Produced water has been a growing a cost driver for the better part of a decade. Water-to-oil ratios (WOR) have climbed steadily, saltwater disposal (SWD) infrastructure is absorbing more than it was designed for, and water handling has moved from a quiet lease operating expense line item to a meaningful input in type-curve economics.

None of this is new to operators running Permian assets. What has changed is that basin-wide data is now granular enough to quantify it with precision. B3 Insight’s 2H 2025 Permian Water Market Trends and Forecast Report pulls actuals through Q4 2025 and forecasts to 2036, and it provides the clearest view we’ve seen of where this market is heading.
Produced water is a compounding cost, not a cyclical one.
In 2025, every barrel of Permian oil came with roughly four barrels of produced water basin-wide. That ratio continues to climb as the basin ages, water cuts rise on existing wells, and operators develop tighter spacing in wetter zones and benches across the Wolfcamp and Bone Spring.
Most long-range models treat water handling as a commodity-linked input. The mechanics suggest otherwise. drilling & completions spend is discretionary — when West Texas Intermediate (WTI) softens, rigs drop and capex flexes down within a quarter or two. Produced water does not work that way. Once a well is producing, the reservoir dictates how much water comes with the oil, and that volume generally grows over the life of the well rather than shrinks. Gathering, transport, and disposal obligations recur in every price deck, on a back-weighted curve, against a growing base of producing wells and water-handling infrastructure already operating across the basin.
Basin-aggregate growth can slow when activity drops, but the existing obligation does not moderate with the strip. Handling costs do have variable components — diesel, power, recycling economics — but the underlying volume is set by reservoir physics, not by WTI. For models with a long enough horizon, water handling is closer to a fixed obligation tied to the installed base than to a commodity-linked operating cost, and modelling should reflect that.
Permitted capacity is not deliverable capacity.
As shallow disposal intervals — particularly the Delaware Mountain Group and parts of the San Andres — mature, reservoir pressure builds, injectivity falls off, and wells run well below permitted rates.

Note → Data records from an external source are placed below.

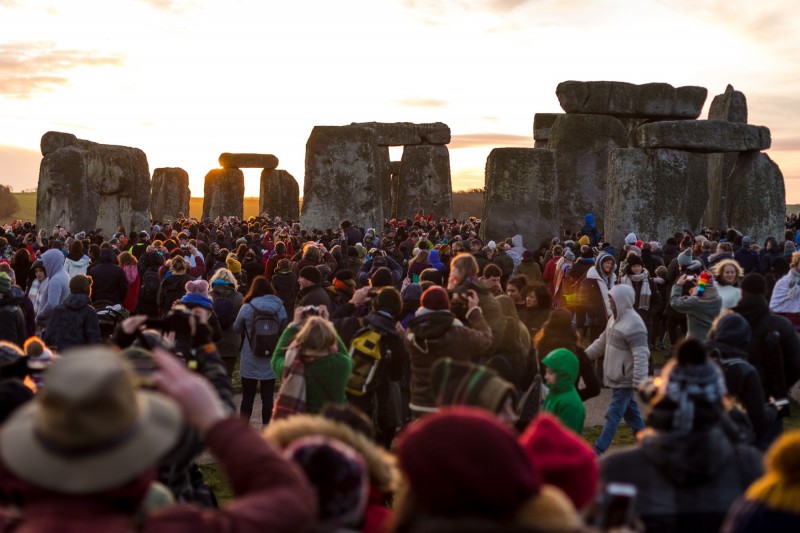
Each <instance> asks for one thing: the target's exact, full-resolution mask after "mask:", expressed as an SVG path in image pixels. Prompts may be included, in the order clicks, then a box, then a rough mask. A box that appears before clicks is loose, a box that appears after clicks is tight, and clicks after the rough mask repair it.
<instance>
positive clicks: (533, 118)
mask: <svg viewBox="0 0 800 533" xmlns="http://www.w3.org/2000/svg"><path fill="white" fill-rule="evenodd" d="M563 114H564V113H536V114H535V115H533V140H534V141H548V140H550V128H552V127H553V124H554V123H555V121H556V119H557V118H558V117H560V116H561V115H563Z"/></svg>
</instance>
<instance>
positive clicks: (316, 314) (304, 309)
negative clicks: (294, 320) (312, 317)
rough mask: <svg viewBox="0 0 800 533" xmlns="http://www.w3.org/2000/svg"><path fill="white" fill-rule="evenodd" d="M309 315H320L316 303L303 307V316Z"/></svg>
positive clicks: (305, 317)
mask: <svg viewBox="0 0 800 533" xmlns="http://www.w3.org/2000/svg"><path fill="white" fill-rule="evenodd" d="M310 316H320V312H319V306H318V305H308V306H306V307H305V308H303V318H307V317H310Z"/></svg>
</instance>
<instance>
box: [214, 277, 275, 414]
mask: <svg viewBox="0 0 800 533" xmlns="http://www.w3.org/2000/svg"><path fill="white" fill-rule="evenodd" d="M257 319H258V320H259V322H261V321H262V320H264V321H265V322H266V324H267V325H268V326H272V330H273V331H272V334H273V335H275V336H276V337H277V335H279V334H280V332H281V331H283V329H284V328H285V327H286V324H287V323H288V321H289V320H288V318H287V315H286V309H285V308H284V307H283V302H282V301H281V299H280V298H278V297H277V296H275V290H274V289H273V288H272V284H271V283H270V282H269V280H268V279H267V278H265V277H263V276H256V278H255V279H254V280H253V281H252V283H251V284H250V290H249V291H248V292H247V295H245V297H244V298H243V299H242V305H241V307H240V308H239V312H238V313H237V315H236V320H235V321H234V323H233V326H232V329H233V331H234V332H235V333H236V334H238V335H240V338H241V337H244V341H243V342H242V343H241V358H240V359H239V375H240V376H241V379H242V405H241V407H240V413H241V415H242V417H243V418H245V419H246V420H250V417H251V416H252V414H253V402H254V401H255V396H256V389H259V388H260V391H261V422H262V424H264V425H266V424H268V423H269V421H270V418H271V417H272V409H273V395H274V392H275V372H274V371H273V368H272V365H271V363H270V359H271V357H273V356H274V353H275V351H274V350H273V353H265V354H256V353H255V351H254V348H255V346H256V340H257V339H256V335H257V332H256V320H257ZM268 329H269V328H267V331H265V333H269V331H268ZM275 340H277V339H275ZM274 349H275V350H276V349H277V343H276V344H275V346H274ZM228 364H230V363H226V366H227V365H228Z"/></svg>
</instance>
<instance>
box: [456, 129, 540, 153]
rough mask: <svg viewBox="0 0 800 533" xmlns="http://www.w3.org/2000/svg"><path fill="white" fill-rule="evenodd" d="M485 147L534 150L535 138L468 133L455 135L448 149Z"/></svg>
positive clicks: (519, 136)
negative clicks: (531, 149)
mask: <svg viewBox="0 0 800 533" xmlns="http://www.w3.org/2000/svg"><path fill="white" fill-rule="evenodd" d="M485 146H486V147H492V148H496V147H516V148H533V137H526V136H525V135H510V134H507V133H467V134H464V135H453V136H452V139H451V141H450V144H449V145H448V148H450V149H451V150H457V149H459V148H482V147H485Z"/></svg>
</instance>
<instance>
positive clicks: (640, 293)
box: [622, 270, 653, 311]
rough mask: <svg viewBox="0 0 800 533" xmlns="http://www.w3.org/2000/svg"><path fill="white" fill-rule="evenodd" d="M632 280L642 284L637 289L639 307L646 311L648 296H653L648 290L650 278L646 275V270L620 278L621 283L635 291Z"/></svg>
mask: <svg viewBox="0 0 800 533" xmlns="http://www.w3.org/2000/svg"><path fill="white" fill-rule="evenodd" d="M634 281H635V282H637V283H641V284H642V288H641V289H640V290H639V309H641V310H642V311H647V310H648V309H650V298H652V296H653V293H652V292H651V291H650V279H649V277H648V275H647V271H646V270H643V271H642V272H640V273H639V274H629V275H627V276H624V277H623V278H622V283H624V284H625V285H629V286H631V287H633V290H634V291H635V290H636V287H634V286H633V282H634Z"/></svg>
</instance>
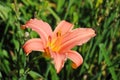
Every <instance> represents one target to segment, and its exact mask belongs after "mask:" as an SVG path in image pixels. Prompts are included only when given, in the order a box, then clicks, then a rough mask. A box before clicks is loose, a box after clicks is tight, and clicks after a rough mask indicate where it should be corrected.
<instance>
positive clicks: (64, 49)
mask: <svg viewBox="0 0 120 80" xmlns="http://www.w3.org/2000/svg"><path fill="white" fill-rule="evenodd" d="M94 36H95V31H94V30H93V29H91V28H77V29H75V30H73V31H72V32H69V33H67V34H66V35H64V36H63V40H62V44H61V48H60V51H61V52H63V53H64V52H65V51H67V50H69V49H71V48H73V47H75V46H76V45H82V44H83V43H86V42H87V41H89V40H90V39H91V38H92V37H94Z"/></svg>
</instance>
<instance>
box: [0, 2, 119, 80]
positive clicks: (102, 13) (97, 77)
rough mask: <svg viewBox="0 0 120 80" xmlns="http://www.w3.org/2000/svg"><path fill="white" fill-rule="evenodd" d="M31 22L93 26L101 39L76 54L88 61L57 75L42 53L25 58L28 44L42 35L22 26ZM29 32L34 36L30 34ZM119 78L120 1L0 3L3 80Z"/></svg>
mask: <svg viewBox="0 0 120 80" xmlns="http://www.w3.org/2000/svg"><path fill="white" fill-rule="evenodd" d="M31 18H38V19H42V20H44V21H46V22H48V23H49V24H50V25H51V26H52V29H54V28H55V26H56V25H57V23H58V22H59V21H60V20H63V19H65V20H67V21H69V22H71V23H73V24H74V25H75V27H76V28H77V27H90V28H93V29H94V30H96V34H97V35H96V37H95V38H93V39H92V40H91V41H89V42H88V43H86V44H84V45H83V46H81V47H76V48H75V50H77V51H78V52H80V53H81V55H82V56H83V59H84V63H83V64H82V65H81V66H80V67H79V68H77V69H76V70H73V69H72V68H71V61H70V60H68V61H67V62H66V63H65V66H64V68H63V69H62V71H61V72H60V73H59V74H56V71H55V69H54V66H53V65H52V64H51V63H50V61H49V60H46V59H45V58H43V57H42V56H41V52H32V53H31V54H30V55H29V56H26V55H25V53H24V52H23V50H22V45H23V44H24V42H25V41H26V40H28V39H30V38H32V37H37V36H38V35H37V34H36V33H35V32H31V30H25V31H24V30H22V29H21V28H20V26H21V25H22V24H24V23H25V22H26V21H28V20H29V19H31ZM27 34H29V35H27ZM17 79H18V80H118V79H120V0H18V1H17V0H1V1H0V80H17Z"/></svg>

Some are being shut in or stepped down by the Railroad Commission of Texas and New Mexico Oil Conservation Division on seismicity grounds. The gap between authorized capacity and what can actually be put away is widening across several high-activity areas.
The market tends to price permitted capacity. Deliverable capacity is the number that matters.
Pressure-driven cost events are step-changes, not gradients.
When disposal intervals approach their operational ceiling, costs do not drift up linearly — they jump. Trucking picks up because gathering systems cannot move barrels to where capacity still exists. Curtailments hit. Disposal contracts get repriced or renegotiated mid-term. Operators with firm capacity look very different from those on interruptible.
In parts of the Delaware — Reeves and Loving especially — injection volumes already exceed locally produced water, meaning barrels are being piped or railed in from elsewhere to fill SWDs that still have headroom. That concentrates pressure and seismicity risk into a narrower geography, which is precisely where regulators are focused. These signals appear in water system data well before they reach 10-Qs or guidance, which is where the timing edge sits for financial market participants.
Infrastructure configuration is the new differentiator.
When local disposal tightens, exposure is not uniform. Operators with diversified SWD networks, access to multiple disposal zones (deep Ellenburger optionality, for example), and integrated recycling systems retain real flexibility. Operators concentrated in high-pressure corridors with one or two SWD options absorb the cost.
Recycling now covers the majority of completion water demand basin-wide, which is a genuine shift from five years ago. It is worth being precise about what that does and does not solve: recycling reuses frac water, but it does not make produced water disappear. The back-end barrels still need a destination, and disposal is deferred. Infrastructure configuration is becoming a real differentiator between durable assets and exposed ones, and it is not always visible at the operator-reporting level.
Water spend is a valuation input now.
Water handling is a persistent capex and opex line with direct implications for breakevens, midstream cash flows, and asset longevity. Those costs are showing up in margins and midstream contracts in ways that commodity-driven models do not capture cleanly.
For active market participants, the relevant signal is in near-term cost events. For long-horizon underwriters, it is in the durability of the cash flows — and in the downside cases that water constraints can drive, which are not small on a ten-year hold. The 2H 2025 report breaks this down at the basin and sub-basin level, with regional capacity fill-up analysis and cost trajectories through 2036.